Some people argue that maps reign in the imagination because they presuppose a setting for a reader. But I disagree. A map might offer up a forest but the reader tells you what the trees smell like. A map might present you with a sea but the reader tells you exactly where the mer creatures are swimming. I still follow character’s journeys through literary maps with my finger and I can tell you exactly where Jill Pole met Puddleglum, the Marshwiggle, on the Marshlands by the River Shribble…
What are your favourite maps from other children’s books
C.S. Lewis’ Narnia (for the glimpse of Cair Paravel overlooking the Eastern Ocean),
J. R. R. Tolkien’s Middle Earth (for the excitement of Lost Realms).
Philip Pullman’s Oxford (for showing me which back streets Lyra was hurtling down).
Chris Riddell and Paul Stewart’s The Edge Chronicles (for positioning a kingdom at the very edge of the world).
And Michelle Paver’s Wolf Brother map (for re-imagining Scandinavia).
Which mapped world would you most like to wander around in?
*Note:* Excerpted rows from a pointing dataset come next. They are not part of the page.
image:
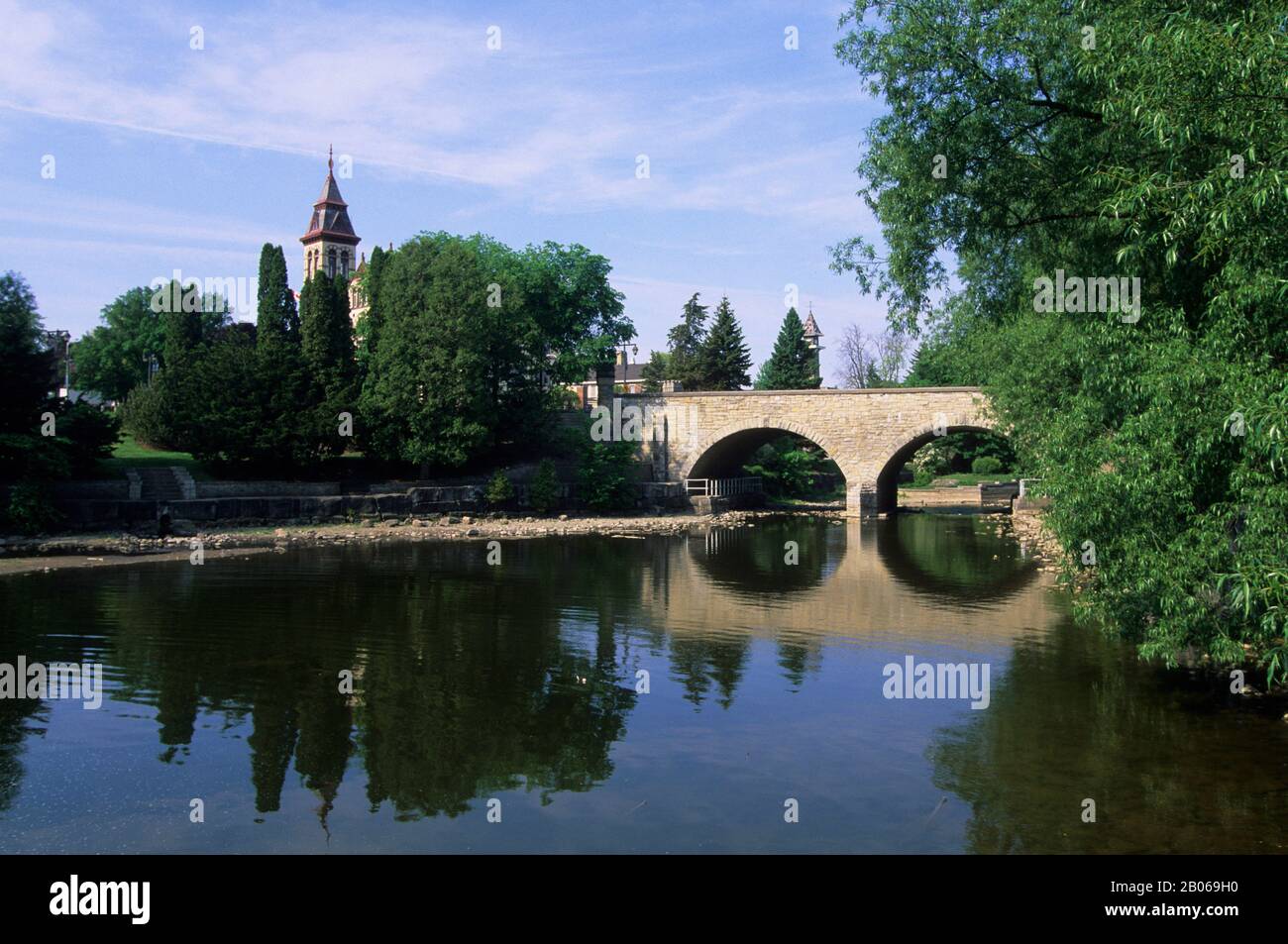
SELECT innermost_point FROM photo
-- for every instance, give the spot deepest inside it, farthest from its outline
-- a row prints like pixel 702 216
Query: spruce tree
pixel 326 346
pixel 725 357
pixel 793 365
pixel 686 343
pixel 275 320
pixel 283 432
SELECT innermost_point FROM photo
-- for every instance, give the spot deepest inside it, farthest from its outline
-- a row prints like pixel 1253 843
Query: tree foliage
pixel 1104 140
pixel 793 365
pixel 724 357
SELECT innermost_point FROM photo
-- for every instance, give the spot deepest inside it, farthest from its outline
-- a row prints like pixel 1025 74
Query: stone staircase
pixel 166 483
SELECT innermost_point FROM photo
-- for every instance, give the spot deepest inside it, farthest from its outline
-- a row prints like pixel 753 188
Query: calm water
pixel 519 682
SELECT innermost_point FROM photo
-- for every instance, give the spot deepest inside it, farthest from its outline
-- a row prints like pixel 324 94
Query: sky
pixel 127 154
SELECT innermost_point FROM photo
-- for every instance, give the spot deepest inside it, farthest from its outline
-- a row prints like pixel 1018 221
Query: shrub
pixel 544 491
pixel 145 416
pixel 30 510
pixel 498 489
pixel 604 480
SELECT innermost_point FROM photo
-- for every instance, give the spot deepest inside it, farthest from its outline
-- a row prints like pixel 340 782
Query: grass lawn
pixel 130 455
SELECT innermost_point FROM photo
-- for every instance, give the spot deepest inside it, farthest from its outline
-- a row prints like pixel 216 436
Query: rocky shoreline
pixel 48 553
pixel 1029 530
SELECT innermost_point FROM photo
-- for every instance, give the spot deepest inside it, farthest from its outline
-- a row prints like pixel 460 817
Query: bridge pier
pixel 861 500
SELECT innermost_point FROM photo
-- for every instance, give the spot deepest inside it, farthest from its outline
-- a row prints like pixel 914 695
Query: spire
pixel 811 333
pixel 330 213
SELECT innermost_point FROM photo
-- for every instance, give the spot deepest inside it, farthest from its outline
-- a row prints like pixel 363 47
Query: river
pixel 610 694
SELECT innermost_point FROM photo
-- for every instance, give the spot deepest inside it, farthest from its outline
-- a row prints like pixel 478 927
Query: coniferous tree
pixel 793 365
pixel 686 343
pixel 282 436
pixel 326 348
pixel 725 357
pixel 277 320
pixel 656 371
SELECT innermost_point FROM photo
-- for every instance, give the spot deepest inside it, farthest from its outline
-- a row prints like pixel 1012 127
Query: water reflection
pixel 666 691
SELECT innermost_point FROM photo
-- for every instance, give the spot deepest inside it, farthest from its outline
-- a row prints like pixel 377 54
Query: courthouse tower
pixel 330 244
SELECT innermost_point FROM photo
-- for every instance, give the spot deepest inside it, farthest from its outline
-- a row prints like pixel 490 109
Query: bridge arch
pixel 721 454
pixel 868 433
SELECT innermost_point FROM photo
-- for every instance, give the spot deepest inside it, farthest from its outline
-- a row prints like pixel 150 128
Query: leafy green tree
pixel 500 489
pixel 605 476
pixel 793 365
pixel 544 491
pixel 1028 146
pixel 42 437
pixel 725 359
pixel 686 344
pixel 475 340
pixel 657 371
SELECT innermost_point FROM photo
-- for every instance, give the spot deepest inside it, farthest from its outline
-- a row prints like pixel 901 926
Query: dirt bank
pixel 25 556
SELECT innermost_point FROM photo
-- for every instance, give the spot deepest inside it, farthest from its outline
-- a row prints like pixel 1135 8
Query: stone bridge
pixel 870 434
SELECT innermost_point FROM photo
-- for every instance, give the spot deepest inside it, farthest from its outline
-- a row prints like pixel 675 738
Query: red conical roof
pixel 330 217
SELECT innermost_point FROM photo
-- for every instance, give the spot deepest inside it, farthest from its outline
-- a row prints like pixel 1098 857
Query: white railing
pixel 721 488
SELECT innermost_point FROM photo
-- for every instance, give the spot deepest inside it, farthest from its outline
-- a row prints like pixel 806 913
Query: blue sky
pixel 167 157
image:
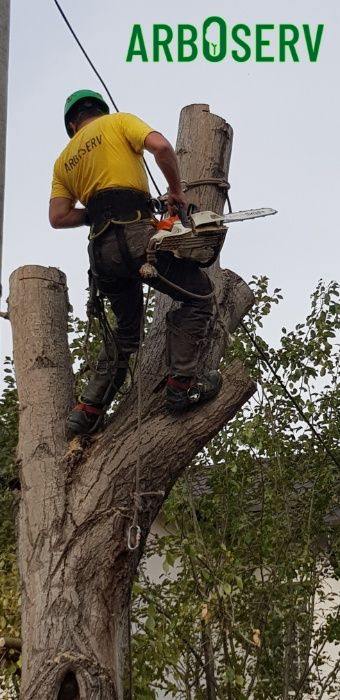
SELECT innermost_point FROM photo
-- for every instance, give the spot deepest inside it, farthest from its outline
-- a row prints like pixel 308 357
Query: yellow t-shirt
pixel 106 152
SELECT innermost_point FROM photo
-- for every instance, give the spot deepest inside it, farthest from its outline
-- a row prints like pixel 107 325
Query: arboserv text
pixel 218 41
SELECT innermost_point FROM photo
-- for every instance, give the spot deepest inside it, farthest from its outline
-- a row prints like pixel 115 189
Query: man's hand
pixel 175 200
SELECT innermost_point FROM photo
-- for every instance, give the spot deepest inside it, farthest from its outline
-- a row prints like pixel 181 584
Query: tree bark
pixel 78 500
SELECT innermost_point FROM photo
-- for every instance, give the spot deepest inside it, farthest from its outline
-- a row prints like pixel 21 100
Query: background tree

Narnia. No moment in literature has affected me so powerfully as the moment Lucy Pevensie pushes open that wardrobe door (except, perhaps, Lyra riding Iorek over the Arctic ice plains). And I think a world that starts in a wardrobe, moves into the Western Woods and then builds into the mountains of Ettinsmoor deserves not just a wander around in but a good long sit and stare.